定期健診はなぜ必要?犬や猫の健康チェックを受ける意味とタイミング

こんにちは!アルプス動物病院です。
犬や猫は、人と比べて体調の変化を言葉で伝えることができません。そのため、食欲や元気が目に見えて落ちた時には、すでに病気が進行しているケースも少なくありません。「なんとなく元気がない」「最近よく寝ている気がする」と感じた時には、体の中で変化が起きている可能性があります。
こうした“気づきにくい変化”を早い段階で確認するために重要なのが、定期健診です。

定期健診の目的

病気の早期発見

多くの病気は、初期の段階でははっきりとした症状が出ません。特に内臓の病気やホルモンの異常は、見た目では判断が難しく、気づいた時には治療が長期化することもあります。定期健診では、症状が出る前の小さな異常を検査によって見つけることができます。

健康状態の基準を作る

若くて元気な時の検査結果を把握しておくことで、将来数値が変化した際に「その子にとっての異常」に気づきやすくなります。
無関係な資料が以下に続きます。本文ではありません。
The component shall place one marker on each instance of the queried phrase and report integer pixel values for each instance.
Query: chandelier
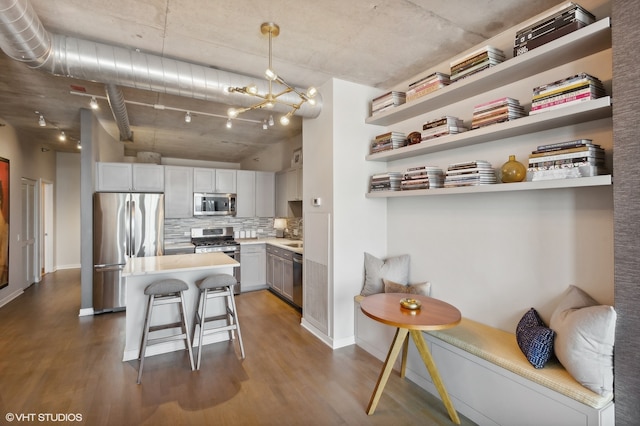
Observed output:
(269, 99)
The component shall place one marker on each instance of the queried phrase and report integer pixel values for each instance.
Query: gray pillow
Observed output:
(585, 335)
(418, 288)
(394, 268)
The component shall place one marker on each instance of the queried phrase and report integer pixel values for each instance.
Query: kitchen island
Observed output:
(142, 271)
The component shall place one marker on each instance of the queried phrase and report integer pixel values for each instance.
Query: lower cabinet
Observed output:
(253, 266)
(280, 271)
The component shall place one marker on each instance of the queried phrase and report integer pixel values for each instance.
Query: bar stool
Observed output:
(165, 292)
(213, 287)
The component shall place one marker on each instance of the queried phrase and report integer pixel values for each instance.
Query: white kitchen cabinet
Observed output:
(265, 194)
(214, 180)
(178, 192)
(128, 177)
(204, 180)
(246, 194)
(253, 267)
(281, 195)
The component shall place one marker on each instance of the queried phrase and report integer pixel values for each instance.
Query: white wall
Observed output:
(27, 160)
(67, 196)
(334, 149)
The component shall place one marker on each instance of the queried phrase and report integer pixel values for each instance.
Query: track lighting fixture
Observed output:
(269, 99)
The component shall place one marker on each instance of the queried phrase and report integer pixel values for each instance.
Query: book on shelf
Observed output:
(566, 144)
(567, 18)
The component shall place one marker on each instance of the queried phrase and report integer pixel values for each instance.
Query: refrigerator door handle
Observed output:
(106, 268)
(127, 239)
(132, 217)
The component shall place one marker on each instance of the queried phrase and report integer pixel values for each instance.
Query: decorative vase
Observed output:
(513, 170)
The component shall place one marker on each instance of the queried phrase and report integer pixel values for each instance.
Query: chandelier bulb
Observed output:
(270, 74)
(311, 92)
(232, 113)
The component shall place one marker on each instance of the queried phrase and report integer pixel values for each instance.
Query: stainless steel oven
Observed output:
(218, 240)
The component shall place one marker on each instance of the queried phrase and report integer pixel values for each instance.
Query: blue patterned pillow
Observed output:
(535, 339)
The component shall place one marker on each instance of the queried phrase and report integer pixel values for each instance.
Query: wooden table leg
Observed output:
(394, 350)
(423, 349)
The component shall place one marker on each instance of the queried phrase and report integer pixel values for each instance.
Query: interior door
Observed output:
(28, 232)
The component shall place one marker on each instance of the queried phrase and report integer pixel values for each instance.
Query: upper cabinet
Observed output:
(178, 192)
(127, 177)
(214, 180)
(255, 194)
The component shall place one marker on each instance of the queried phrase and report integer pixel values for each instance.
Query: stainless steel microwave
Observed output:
(214, 204)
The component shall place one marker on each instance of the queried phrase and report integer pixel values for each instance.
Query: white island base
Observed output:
(190, 268)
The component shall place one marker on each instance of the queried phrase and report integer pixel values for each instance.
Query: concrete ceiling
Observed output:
(376, 43)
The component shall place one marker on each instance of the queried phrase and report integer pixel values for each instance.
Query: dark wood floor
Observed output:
(52, 361)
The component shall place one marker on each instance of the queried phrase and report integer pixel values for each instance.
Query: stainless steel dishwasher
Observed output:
(297, 279)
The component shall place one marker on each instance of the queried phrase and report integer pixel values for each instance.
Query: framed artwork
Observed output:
(296, 160)
(4, 222)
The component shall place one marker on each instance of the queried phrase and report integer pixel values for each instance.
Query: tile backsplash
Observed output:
(179, 230)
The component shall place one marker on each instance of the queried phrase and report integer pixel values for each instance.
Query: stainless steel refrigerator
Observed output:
(125, 225)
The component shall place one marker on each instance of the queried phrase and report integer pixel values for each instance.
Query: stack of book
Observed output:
(565, 19)
(427, 85)
(387, 141)
(389, 181)
(566, 92)
(496, 111)
(446, 125)
(387, 101)
(475, 62)
(470, 173)
(422, 177)
(581, 155)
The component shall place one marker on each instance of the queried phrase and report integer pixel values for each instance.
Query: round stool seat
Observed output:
(168, 286)
(216, 281)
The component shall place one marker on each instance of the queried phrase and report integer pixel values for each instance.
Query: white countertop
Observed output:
(179, 262)
(280, 242)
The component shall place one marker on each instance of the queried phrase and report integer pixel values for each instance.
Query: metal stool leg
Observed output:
(145, 336)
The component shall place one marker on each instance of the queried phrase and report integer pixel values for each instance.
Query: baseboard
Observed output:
(85, 312)
(10, 297)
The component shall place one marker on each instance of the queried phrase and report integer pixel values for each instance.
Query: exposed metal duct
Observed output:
(23, 38)
(119, 110)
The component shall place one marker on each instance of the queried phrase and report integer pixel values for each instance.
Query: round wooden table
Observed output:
(433, 314)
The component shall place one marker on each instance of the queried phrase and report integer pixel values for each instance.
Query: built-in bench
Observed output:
(489, 379)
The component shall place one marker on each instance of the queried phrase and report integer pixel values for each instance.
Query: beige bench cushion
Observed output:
(501, 348)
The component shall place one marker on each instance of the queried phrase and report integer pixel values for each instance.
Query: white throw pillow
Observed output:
(585, 335)
(395, 269)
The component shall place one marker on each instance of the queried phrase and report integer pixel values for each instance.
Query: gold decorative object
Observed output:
(513, 170)
(411, 304)
(267, 100)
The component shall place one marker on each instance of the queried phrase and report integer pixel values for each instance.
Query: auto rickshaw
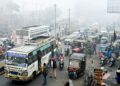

この健康時のデータは、シニア期に入ってからの診療において特に重要な判断材料になります。

健診で行う主なチェック内容

身体検査

体重測定、触診、心音や呼吸音の確認などを行います。体重のわずかな変化や、しこり、心雑音などは、日常生活では見逃されやすいポイントです。

血液検査

血液検査では、肝臓や腎臓などの内臓機能、貧血や炎症の有無、ホルモンバランスなどを確認します。見た目が元気でも、数値に異常が出ているケースは珍しくありません。

画像検査

レントゲン検査や超音波検査では、臓器の大きさや形、腫瘍や結石の有無などを確認します。血液検査だけでは分からない異常が見つかることもあり、早期発見につながる重要な検査です。

健診の頻度の目安

成犬・成猫の場合

成犬・成猫では、年に1回の健診が基本的な目安です。毎年の結果を比較することで、変化に早く気づくことができます。

シニア期の場合

年齢を重ねると病気の進行が早くなるため、半年に1回程度の健診が勧められることもあります。早めの対応が、生活の質を保つことにつながります。

元気なうちから続けることが大切

定期健診は、病気を見つけるためだけのものではありません。健康な状態を知り、その状態をできるだけ長く維持するための大切な習慣です。症状が出てから慌てるのではなく、元気なうちから体の状態を確認しておくことが、将来の治療の選択肢を広げ、負担を減らすことにつながります。